If the trajectory of the spacecraft remains on course, the sample capsule is expected to detach from OSIRIS-REx approximately 63,000 miles (102,000 kilometers) away from Earth on early Sunday. After leaving Bennu, the spacecraft has executed multiple maneuvers and utilized its thrusters in order to ensure that it passes by Earth at the appropriate time for the capsule release. The capsule will touch down within a designated area measuring 36 miles by 8.5 miles (58 kilometers by 14 kilometers) within the Defense Department's Utah Test and Training Range.

Parachutes will be deployed to decelerate the capsule to a gentle touchdown speed of 11 miles per hour (17.7 kilometers per hour), and recovery teams will be prepared to retrieve the capsule once it is deemed safe to do so. This information was shared by Sandra Freund, the program manager for OSIRIS-REx at Lockheed Martin Space, a collaborator with NASA in spacecraft construction, flight operations, and capsule recovery efforts.

A training model of the sample return capsule was released from an aircraft in August to simulate what recovery operations will look like.

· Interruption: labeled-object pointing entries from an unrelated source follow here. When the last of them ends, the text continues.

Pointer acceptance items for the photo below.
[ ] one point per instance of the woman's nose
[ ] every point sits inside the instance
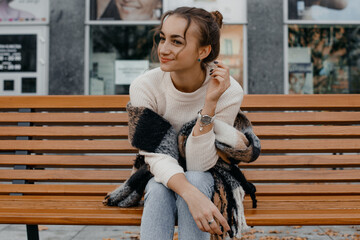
(164, 48)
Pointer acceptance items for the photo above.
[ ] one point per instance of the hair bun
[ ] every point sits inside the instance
(218, 17)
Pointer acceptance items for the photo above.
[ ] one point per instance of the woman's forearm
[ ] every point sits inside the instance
(208, 109)
(179, 184)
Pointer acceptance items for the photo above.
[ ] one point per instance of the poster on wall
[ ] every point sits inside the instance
(127, 70)
(324, 10)
(231, 50)
(127, 10)
(24, 11)
(233, 11)
(18, 52)
(300, 78)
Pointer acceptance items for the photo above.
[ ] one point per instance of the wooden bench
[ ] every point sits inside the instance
(60, 155)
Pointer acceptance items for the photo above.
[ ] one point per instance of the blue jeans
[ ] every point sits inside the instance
(162, 207)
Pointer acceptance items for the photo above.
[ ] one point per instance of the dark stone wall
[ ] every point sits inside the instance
(265, 47)
(67, 42)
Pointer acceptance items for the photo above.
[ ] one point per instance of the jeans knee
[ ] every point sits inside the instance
(202, 181)
(156, 190)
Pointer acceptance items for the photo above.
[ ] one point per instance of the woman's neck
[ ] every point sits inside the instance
(188, 80)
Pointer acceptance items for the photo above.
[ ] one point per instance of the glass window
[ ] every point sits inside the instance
(120, 45)
(231, 50)
(9, 85)
(28, 85)
(324, 59)
(119, 54)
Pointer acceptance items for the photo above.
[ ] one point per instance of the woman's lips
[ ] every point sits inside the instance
(165, 60)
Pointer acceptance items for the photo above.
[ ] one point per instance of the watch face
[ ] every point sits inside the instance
(205, 119)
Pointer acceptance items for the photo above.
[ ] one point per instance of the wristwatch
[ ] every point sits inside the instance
(204, 120)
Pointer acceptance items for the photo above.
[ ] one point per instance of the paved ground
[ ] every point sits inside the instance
(53, 232)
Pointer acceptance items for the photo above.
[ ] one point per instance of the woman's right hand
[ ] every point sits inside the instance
(204, 211)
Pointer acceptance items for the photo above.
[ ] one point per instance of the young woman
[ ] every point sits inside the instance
(189, 83)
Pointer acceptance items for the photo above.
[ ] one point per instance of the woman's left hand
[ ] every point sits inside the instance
(219, 82)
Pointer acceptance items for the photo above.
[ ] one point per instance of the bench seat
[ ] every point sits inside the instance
(60, 155)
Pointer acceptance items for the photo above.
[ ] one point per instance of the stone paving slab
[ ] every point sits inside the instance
(70, 232)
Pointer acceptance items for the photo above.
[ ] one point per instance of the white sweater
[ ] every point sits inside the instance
(155, 90)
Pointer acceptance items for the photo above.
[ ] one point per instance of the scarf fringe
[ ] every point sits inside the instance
(239, 195)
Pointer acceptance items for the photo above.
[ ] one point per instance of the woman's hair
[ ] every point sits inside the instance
(209, 25)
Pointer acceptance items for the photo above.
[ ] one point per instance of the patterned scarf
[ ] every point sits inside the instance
(150, 132)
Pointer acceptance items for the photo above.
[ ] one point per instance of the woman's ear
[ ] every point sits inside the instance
(204, 51)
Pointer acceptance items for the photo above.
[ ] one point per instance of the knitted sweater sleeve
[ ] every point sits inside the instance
(162, 166)
(201, 153)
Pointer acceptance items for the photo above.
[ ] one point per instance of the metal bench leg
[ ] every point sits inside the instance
(32, 232)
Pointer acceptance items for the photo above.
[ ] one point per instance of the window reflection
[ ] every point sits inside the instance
(333, 53)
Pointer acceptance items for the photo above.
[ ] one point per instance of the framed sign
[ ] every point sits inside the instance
(323, 11)
(117, 10)
(24, 12)
(24, 60)
(233, 11)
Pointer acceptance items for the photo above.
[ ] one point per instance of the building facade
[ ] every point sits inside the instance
(273, 46)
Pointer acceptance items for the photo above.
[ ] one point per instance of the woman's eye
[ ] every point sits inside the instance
(177, 42)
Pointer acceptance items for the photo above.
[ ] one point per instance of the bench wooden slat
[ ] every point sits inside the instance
(264, 132)
(273, 132)
(259, 218)
(311, 146)
(261, 189)
(68, 132)
(304, 161)
(275, 176)
(307, 193)
(254, 217)
(286, 118)
(59, 218)
(302, 217)
(73, 146)
(271, 102)
(59, 102)
(279, 203)
(65, 161)
(119, 161)
(121, 146)
(65, 118)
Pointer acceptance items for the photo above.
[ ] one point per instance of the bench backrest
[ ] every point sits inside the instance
(72, 140)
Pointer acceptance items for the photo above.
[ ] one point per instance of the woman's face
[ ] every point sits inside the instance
(137, 9)
(175, 53)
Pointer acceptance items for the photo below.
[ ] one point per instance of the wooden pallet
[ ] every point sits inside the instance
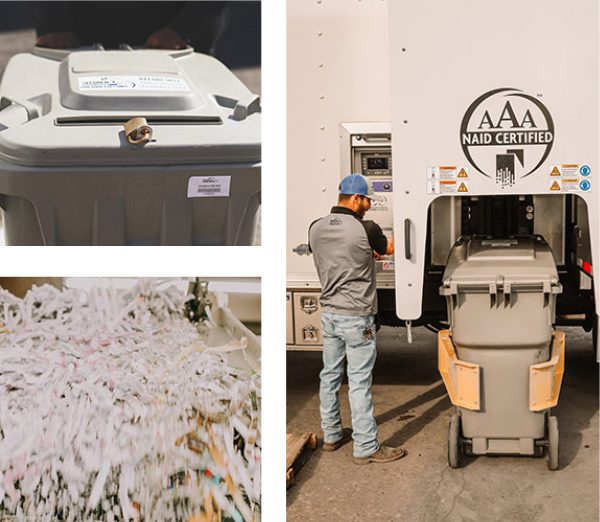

NASA will transport the sample in a cargo net via helicopter to a temporary cleanroom at the range in June. Subsequently, a team will ready the sample container to be transported on a C-17 aircraft to NASA's Johnson Space Center in Houston on Monday. Specifics regarding the sample will be unveiled through a NASA broadcast from Johnson on October 11.

Scientists will study the rocks and soil in a specialized cleanroom at Johnson Space Center for the next two years. Gaining a deeper understanding of near-Earth asteroids like Bennu, which could potentially collide with our planet, is vital. By examining their composition and orbits, we can predict which asteroids may approach Earth closest and when. This knowledge will also help us develop techniques to divert these asteroids.

The sample will be distributed to laboratories worldwide, including the Canadian Space Agency and Japanese Aerospace Exploration Agency, who are partners of the OSIRIS-REx mission. Approximately 70% of the sample will be preserved for future generations, allowing them to gain even greater knowledge using advanced technology.

This sample will provide valuable insights into the formation and evolution of our solar system, as well as the crucial role of asteroids in the development of habitable planets like Earth. Scientists theorize that carbonaceous asteroids, like Bennu, collided with Earth in its early stages, delivering essential elements such as water.

Dante Lauretta, the principal investigator at the University of Arizona in Tucson, expresses the goal of understanding why Earth is a habitable planet - a magnificent celestial entity with oceans and a protective atmosphere. The belief is that such conditions are a result of the carbon-rich asteroids that introduced essential materials during the early stages of our planetary system's development. By studying and potentially retrieving samples from these asteroids, it is hoped that we may gain insight into the origins of life and the extraordinary biological evolution that has ultimately led to our existence.